My Hungarian-Italian dictionary says that it means _assessore alla tavola regia_, but if I search this expression in Google, I can't find anything.


----------



## pussimiao

The sentence is:

a népi szűcs- és szűrhímzés virágai a *táblabírókor* természethűségre törekvő virágbokrétáinak stilizált, elnépiesedett változatai.


----------



## Zsanna

You are not lucky with the terms you meet! 
This one is difficult again... So much so that I cannot even decide whether it is right or there is a mistake in it... 
At first sight it would mean: the period when táblabírók (your translation could be the closest you could get) were around, that is mostly in the 19th century. (Try to look up whether it was Mária Terézia or II. József who introduced the "táblabíró rendszer".)

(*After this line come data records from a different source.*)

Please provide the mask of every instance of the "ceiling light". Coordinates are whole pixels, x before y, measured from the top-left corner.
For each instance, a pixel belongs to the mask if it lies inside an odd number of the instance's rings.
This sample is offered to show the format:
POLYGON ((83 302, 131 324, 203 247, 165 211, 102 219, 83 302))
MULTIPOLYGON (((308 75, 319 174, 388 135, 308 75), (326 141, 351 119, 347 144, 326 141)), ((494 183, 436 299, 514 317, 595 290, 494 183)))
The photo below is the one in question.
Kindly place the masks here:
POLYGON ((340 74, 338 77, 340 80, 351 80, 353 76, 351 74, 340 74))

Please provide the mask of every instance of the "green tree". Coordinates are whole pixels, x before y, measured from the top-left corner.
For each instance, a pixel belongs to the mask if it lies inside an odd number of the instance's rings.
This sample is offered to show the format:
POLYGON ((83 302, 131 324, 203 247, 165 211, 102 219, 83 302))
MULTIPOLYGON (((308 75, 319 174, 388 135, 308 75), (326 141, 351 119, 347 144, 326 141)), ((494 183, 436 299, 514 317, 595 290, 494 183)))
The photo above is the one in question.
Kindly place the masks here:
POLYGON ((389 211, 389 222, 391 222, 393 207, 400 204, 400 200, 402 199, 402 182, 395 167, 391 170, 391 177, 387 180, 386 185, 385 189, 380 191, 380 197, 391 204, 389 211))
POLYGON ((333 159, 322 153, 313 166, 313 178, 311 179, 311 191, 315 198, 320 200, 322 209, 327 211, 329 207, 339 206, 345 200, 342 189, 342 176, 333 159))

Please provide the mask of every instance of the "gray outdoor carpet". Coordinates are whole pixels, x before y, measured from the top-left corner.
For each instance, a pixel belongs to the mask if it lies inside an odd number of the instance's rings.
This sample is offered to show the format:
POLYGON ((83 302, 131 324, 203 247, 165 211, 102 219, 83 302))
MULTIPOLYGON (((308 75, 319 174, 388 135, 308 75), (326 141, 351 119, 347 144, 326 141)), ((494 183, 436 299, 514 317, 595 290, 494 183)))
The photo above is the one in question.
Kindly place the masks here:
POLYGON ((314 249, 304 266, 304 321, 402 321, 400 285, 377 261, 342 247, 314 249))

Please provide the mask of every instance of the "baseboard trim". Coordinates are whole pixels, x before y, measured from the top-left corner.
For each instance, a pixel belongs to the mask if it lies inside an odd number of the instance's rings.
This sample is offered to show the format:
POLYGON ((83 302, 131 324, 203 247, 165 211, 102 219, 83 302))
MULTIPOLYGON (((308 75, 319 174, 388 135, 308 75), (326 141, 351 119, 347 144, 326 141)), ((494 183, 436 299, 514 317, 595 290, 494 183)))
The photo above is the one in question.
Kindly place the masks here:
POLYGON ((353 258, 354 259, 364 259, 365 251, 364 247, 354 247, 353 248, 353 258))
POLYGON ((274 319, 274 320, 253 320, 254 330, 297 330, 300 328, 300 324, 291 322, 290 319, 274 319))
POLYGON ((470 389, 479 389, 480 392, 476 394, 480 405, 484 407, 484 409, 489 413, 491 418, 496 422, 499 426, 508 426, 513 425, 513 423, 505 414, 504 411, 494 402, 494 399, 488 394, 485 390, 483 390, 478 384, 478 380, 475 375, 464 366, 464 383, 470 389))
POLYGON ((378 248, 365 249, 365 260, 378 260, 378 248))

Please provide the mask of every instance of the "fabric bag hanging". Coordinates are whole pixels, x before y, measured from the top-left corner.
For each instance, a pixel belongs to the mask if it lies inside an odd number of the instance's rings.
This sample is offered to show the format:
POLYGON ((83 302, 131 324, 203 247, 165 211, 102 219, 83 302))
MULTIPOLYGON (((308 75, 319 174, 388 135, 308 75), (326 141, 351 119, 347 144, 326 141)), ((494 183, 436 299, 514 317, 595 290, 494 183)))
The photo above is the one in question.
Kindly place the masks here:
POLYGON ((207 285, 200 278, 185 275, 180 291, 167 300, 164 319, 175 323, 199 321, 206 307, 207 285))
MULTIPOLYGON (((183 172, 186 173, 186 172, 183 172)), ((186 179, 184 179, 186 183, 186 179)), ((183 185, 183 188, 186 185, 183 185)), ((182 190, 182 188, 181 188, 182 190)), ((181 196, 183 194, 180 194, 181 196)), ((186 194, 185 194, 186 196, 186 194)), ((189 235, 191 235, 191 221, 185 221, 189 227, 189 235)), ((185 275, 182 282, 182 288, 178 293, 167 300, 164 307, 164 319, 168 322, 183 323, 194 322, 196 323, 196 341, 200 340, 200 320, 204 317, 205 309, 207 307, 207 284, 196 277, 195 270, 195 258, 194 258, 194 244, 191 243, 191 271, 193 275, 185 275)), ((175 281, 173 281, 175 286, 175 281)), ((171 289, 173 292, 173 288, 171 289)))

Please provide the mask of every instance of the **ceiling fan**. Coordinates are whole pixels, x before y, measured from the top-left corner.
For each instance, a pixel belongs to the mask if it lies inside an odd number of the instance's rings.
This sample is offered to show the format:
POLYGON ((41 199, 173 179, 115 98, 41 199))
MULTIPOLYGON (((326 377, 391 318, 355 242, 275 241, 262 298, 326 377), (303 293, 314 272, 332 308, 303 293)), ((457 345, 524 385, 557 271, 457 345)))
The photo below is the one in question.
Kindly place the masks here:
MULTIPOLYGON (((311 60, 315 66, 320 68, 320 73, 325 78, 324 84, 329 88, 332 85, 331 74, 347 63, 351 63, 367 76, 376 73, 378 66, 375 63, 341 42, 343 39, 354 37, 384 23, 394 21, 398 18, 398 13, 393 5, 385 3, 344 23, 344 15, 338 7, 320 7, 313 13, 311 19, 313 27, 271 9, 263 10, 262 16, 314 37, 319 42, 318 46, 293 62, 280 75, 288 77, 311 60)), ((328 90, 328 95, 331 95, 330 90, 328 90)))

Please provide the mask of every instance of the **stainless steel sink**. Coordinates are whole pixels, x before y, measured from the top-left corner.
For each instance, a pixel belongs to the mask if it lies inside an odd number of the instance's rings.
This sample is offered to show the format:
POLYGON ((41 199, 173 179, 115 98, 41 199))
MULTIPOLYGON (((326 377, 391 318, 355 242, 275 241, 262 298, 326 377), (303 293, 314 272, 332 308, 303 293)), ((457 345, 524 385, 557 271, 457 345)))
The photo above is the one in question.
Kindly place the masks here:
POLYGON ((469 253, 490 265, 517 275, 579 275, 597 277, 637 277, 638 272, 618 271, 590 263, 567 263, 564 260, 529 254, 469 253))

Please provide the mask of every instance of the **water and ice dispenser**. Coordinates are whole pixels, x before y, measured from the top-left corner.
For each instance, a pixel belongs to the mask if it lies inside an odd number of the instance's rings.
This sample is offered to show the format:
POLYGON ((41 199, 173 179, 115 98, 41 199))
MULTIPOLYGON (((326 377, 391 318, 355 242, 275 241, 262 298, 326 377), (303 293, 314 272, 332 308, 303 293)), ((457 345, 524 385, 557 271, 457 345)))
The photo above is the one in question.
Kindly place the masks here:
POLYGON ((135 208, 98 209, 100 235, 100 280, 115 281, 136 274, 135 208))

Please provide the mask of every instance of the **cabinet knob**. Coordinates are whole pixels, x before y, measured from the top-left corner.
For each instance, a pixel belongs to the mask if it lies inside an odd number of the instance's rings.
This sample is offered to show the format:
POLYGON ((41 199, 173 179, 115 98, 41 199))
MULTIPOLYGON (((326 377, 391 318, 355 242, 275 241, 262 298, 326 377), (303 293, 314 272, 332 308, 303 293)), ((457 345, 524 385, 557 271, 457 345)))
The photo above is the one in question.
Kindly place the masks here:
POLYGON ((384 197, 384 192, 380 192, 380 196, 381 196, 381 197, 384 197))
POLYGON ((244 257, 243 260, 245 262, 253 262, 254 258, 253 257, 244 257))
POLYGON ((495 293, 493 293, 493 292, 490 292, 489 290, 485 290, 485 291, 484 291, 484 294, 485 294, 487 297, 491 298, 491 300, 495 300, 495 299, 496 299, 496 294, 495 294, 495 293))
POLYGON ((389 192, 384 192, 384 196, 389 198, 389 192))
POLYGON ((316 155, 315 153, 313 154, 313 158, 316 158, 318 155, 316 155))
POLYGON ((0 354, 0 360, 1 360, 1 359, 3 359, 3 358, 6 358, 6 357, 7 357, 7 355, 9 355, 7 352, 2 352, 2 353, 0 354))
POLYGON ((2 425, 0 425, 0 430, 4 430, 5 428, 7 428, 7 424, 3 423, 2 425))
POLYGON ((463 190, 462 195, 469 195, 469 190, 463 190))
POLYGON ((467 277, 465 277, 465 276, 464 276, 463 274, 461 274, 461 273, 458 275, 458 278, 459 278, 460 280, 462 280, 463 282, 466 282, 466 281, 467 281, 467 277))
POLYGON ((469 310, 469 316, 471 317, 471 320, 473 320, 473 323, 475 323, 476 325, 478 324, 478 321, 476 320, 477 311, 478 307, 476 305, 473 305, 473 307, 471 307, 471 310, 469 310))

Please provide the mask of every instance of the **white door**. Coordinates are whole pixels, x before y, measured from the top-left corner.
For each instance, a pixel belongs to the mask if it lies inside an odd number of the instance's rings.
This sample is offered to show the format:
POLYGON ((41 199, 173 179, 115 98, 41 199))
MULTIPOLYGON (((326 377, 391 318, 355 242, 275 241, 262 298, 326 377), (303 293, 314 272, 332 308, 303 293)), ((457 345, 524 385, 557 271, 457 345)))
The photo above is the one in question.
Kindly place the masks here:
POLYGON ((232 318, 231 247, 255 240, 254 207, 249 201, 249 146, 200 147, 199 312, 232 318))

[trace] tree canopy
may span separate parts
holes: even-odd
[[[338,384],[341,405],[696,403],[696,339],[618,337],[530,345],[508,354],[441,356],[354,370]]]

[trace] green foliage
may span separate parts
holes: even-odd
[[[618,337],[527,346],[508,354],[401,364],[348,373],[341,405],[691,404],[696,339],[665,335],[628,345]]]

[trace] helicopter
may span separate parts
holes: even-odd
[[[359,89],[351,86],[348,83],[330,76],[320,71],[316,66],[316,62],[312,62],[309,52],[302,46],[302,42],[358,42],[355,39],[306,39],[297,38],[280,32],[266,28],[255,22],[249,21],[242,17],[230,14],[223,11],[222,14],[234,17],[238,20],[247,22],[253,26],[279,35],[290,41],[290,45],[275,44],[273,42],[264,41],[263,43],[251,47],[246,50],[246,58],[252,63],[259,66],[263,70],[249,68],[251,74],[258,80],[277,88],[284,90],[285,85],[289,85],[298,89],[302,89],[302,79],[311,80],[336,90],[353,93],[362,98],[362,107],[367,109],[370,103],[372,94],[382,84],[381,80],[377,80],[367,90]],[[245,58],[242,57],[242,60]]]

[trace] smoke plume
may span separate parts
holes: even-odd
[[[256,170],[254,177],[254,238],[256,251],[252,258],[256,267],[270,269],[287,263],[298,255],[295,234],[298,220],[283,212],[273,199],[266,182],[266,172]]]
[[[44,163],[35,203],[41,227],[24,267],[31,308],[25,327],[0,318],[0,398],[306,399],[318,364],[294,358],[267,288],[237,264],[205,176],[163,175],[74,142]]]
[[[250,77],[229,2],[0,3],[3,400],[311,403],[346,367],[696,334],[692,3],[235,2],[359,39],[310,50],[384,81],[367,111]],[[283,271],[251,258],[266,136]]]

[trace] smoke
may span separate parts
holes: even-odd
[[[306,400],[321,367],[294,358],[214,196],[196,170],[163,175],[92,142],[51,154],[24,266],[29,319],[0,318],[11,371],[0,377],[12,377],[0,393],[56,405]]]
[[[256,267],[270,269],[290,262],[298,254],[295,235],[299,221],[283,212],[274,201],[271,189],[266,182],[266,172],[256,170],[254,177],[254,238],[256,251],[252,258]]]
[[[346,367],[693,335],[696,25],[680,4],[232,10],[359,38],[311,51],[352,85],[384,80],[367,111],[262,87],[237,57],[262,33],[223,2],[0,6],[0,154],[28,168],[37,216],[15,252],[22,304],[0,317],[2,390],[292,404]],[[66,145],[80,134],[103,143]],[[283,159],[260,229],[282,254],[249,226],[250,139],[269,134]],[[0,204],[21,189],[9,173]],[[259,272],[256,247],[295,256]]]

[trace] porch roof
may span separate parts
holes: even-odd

But it is far from being a "classical" reference to any period of time in our history! 

I'll also try to look it up and come back to you later.


----------



## Zsanna

Looking for _táblabíró_ in Google, I've found a book (sold by Amazon) entitled: 
A táblabíró világ művészete: Magyar művészet 1800 - 1850 by Lyka Károly. 

I think that is probably your answer because otherwise an everyday Hungarian would not connect embroidery to a period of special judges.


----------